Version 4.33 of the Triton Ocean SDK for OpenGL and DirectX has replaced the AMD APP SDK to the open-source SDK for OpenCL.
This means Triton’s OpenCL support is no longer limited to AMD video cards. Any vendor that supports OpenCL 2.0 or newer in their video drivers can now accelerate Triton’s 3D ocean wave equations using their graphics processing unit (GPU).
That includes Intel HD Graphics, unlocking GPU acceleration for our wave simulations on Intel for the first time.
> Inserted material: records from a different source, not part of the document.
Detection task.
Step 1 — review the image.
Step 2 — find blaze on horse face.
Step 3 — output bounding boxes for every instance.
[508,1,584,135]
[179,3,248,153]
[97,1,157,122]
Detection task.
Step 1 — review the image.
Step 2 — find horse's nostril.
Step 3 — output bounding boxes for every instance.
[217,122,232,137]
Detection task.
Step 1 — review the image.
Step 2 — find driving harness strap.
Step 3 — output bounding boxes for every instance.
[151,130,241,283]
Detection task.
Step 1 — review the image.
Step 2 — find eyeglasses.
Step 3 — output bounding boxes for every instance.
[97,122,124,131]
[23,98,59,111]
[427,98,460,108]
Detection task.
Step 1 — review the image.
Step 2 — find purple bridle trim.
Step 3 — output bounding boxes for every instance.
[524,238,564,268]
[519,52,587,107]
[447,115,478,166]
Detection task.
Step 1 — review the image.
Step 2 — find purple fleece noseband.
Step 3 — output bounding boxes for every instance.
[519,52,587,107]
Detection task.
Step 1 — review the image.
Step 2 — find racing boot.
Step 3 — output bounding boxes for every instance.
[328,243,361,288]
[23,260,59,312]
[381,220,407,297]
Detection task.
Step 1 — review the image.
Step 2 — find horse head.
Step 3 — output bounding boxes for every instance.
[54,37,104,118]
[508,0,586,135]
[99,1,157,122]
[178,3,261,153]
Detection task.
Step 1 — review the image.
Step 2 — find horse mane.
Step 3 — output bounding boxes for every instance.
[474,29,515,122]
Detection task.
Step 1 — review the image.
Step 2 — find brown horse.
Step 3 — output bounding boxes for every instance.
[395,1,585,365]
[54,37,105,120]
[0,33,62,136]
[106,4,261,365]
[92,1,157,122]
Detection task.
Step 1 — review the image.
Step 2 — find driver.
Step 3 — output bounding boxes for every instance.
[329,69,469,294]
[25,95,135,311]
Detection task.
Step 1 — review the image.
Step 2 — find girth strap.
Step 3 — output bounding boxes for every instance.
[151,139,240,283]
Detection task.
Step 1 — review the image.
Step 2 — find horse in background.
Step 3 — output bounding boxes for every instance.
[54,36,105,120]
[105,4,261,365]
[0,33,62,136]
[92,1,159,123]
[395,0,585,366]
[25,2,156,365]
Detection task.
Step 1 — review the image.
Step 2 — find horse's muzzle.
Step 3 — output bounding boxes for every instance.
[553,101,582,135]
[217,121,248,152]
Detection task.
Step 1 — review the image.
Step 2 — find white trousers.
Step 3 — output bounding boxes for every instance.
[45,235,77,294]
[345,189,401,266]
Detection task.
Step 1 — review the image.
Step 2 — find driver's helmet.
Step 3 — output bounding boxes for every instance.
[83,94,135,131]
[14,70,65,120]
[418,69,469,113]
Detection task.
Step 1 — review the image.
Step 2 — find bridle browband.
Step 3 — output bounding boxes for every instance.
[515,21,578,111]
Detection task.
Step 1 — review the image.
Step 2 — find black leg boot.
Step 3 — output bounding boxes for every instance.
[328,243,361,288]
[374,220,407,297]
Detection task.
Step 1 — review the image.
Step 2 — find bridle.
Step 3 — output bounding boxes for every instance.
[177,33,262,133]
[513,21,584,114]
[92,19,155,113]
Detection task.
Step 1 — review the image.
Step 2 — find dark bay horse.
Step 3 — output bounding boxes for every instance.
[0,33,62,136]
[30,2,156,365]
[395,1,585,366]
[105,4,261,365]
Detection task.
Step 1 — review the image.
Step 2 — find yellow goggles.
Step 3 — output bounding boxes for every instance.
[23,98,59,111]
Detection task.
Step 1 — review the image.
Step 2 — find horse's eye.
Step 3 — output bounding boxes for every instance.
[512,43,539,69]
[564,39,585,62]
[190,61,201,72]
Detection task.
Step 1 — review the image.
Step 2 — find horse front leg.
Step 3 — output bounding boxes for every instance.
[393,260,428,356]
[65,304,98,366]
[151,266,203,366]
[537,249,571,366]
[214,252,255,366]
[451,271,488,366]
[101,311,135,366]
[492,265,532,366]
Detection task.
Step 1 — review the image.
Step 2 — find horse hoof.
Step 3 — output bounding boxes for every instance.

Customers are increasingly using inexpensive mini-PCs as image generators. The new release means Triton can run smoothly even on the low-end systems. Triton 4.33 has been tested on an Intel NUC PC and achieved fluid framerates, with Triton computing tens of thousands of ocean waves in parallel on Intel’s integrated graphics chip.
Triton’s OpenCL plugin also works on NVidia cards, although customers should continue using Triton’s default CUDA integration on NVidia platforms. Triton automatically chooses the best framework on the user’s platform. The user does not need to do anything to take advantage of OpenCL or CUDA acceleration as a developer or an end-user.
Linux developers will need to ensure the clFFT library is installed prior to building Triton from the source. On Windows, everything the user needs is already included with the SDK.
Triton 4.33 also fixes an issue in the Triton Preview Tool that caused it to crash if SilverLining SDK was not also installed.
Users can request an evaluation SDK of Triton 4.33 at Sundog Software’s evaluation download page and licensed customers can access it from their download portal.